China’s state-owned news agency appears to be stepping up rhetoric on over-the-counter (OTC) crypto trading and overseas initial coin offerings (ICOs), calling the blockchain use cases attempts to bypass domestic regulation.
In a news report published Feb. 12, the Xinhua News Agency detailed how purchasing cryptocurrency assets through OTC channels is easily available by having reporters register on exchanges such as Huobi Pro and buy bitcoin using accessible payment tools like AliPay.
As reported previously, following the ban on ICO and closure of order-book trading platforms last year, the country’s domestic exchange platforms have shifted to OTC trading and largely moved their businesses overseas.

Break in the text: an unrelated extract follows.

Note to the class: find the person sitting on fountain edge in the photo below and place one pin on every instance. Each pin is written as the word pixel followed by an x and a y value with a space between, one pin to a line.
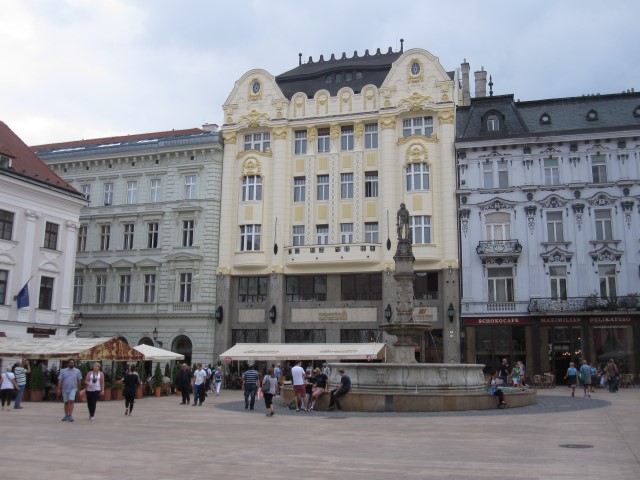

Yet, the new report by Xinhua, a ministry-level institution under the Chinese central government, notably arrives at a time when Chinese authorities are continuing to signal a desire to tighten rules to curb existing trading activities in the country.
Citing a report published by a Chinese internet finance security commission, the news agency stressed that as of November last year, more than 20 OTC exchanges have remained active through overseas domains such as Hong Kong, Japan and the U.S.
In addition, the report also pointed out crypto-to-crypto trading platforms that are based outside mainland China but available for Chinese investors, alleging that all these actions should be considered attempts to bypass the existing regulations.
Furthermore, it highlighted how some ICOs have shifted their registration overseas.
“Currently, some ICO projects moved overseas to continue its operation. Although they are officially established and issuing tokens overseas, their project development, key personnels and investors are all based inside mainland China,” the report reads.